Le reti e il territorio

Il Comitato Bertalia-Lazzaretto

il quartiere che non si arrende alla speculazione

di Antìgene

Dentro la lotta del Comitato Bertalia-Lazzaretto Storico contro il nuovo saccheggio urbanistico di Bologna.

Dalla memoria alla mercificazione

Bertalia e Lazzaretto non sono soltanto due toponimi in un piano regolatore: sono quartieri popolari che hanno fatto la storia della città, luoghi di lavoro, di migrazione, di comunità. Oggi, nel nome della “rigenerazione”, rischiano di essere divorati da un modello di sviluppo estrattivo, che spaccia marketing urbano per progresso.

Grandi parole: “distretto innovativo”, “città della conoscenza”, “verde e sostenibilità”. Grandi interessi: studentati privati, uffici direzionali, residenze di pregio e investimenti immobiliari. Chi paga? Gli abitanti. Chi decide? Non certo chi vive qui.

Il PUG e la retorica tossica del green

Il Piano Urbanistico Generale ha un obiettivo non dichiarato: trasformare Bertalia-Lazzaretto in una piattaforma di rendita. Si parla di “cura del ferro”, ma intanto i cantieri soffocano il quartiere. Si promette “verde pubblico”, ma si consegnano vasi e rendering patinati. Il marketing è sostenibile, la vita reale no.
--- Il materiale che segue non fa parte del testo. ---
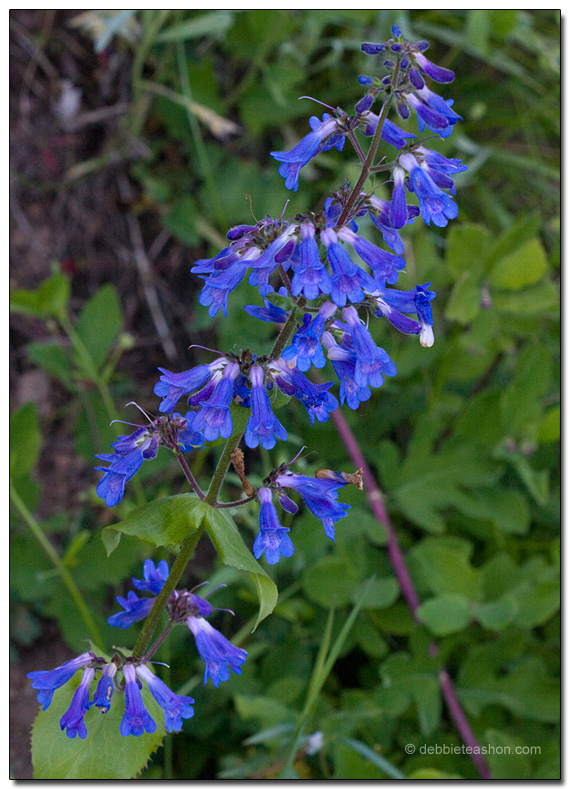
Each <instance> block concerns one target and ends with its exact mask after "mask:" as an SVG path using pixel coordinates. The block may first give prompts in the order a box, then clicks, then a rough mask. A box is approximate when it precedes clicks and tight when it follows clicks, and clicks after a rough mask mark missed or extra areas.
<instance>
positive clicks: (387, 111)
mask: <svg viewBox="0 0 570 789" xmlns="http://www.w3.org/2000/svg"><path fill="white" fill-rule="evenodd" d="M399 76H400V61H399V60H398V62H397V64H396V68H395V69H394V74H393V76H392V87H395V86H396V85H397V84H398V78H399ZM392 96H393V94H392V92H390V93H389V94H388V95H387V96H386V99H385V100H384V104H383V105H382V110H381V111H380V116H379V118H378V125H377V126H376V131H375V132H374V137H373V138H372V142H371V143H370V148H369V149H368V154H367V156H366V160H365V161H364V163H363V165H362V172H361V173H360V176H359V177H358V181H357V182H356V184H355V186H354V189H353V190H352V192H351V193H350V195H349V197H348V200H347V201H346V204H345V206H344V208H343V210H342V213H341V215H340V216H339V218H338V222H337V223H336V226H335V229H338V228H339V227H342V226H343V225H345V224H346V221H347V219H348V217H349V216H350V212H351V211H352V207H353V206H354V203H355V202H356V200H357V198H358V197H360V193H361V192H362V187H363V186H364V184H365V183H366V179H367V178H368V175H369V173H370V170H371V168H372V166H373V165H374V161H375V159H376V154H377V152H378V146H379V145H380V140H381V136H382V129H383V127H384V121H385V120H386V118H387V117H388V111H389V109H390V105H391V103H392Z"/></svg>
Dietro la parola “rigenerazione” c’è la stessa logica che ha già stravolto altre aree: Navile, Manifattura Tabacchi, Mercato San Donato. Ovunque lo stesso copione: espulsione sociale, gentrificazione, precarizzazione.

Cantieri infiniti, città invivibile

Chi passa oggi per Bertalia-Lazzaretto vede barriere, polvere, rumore. Chi ci vive affronta viabilità distrutta, servizi mancanti, isolamento fisico e sociale. Bologna è diventata la città del perenne stato d’eccezione edilizio: la vita quotidiana è sacrificata a favore di cantieri che sembrano eterni.

Il comitato denuncia zero processi partecipativi veri: gli incontri pubblici sono scenografie dove il progetto è già deciso. Le scelte calano dall’alto, con la complicità di giunte e uffici tecnici.

Chi lotta per la città reale

Il Comitato Bertalia-Lazzaretto Storico non si limita a dire “no”: propone alternative. Difende il patrimonio architettonico e sociale, chiede verde vero, non cosmetico, spazi condivisi, mobilità sostenibile per chi abita, non per gli investitori.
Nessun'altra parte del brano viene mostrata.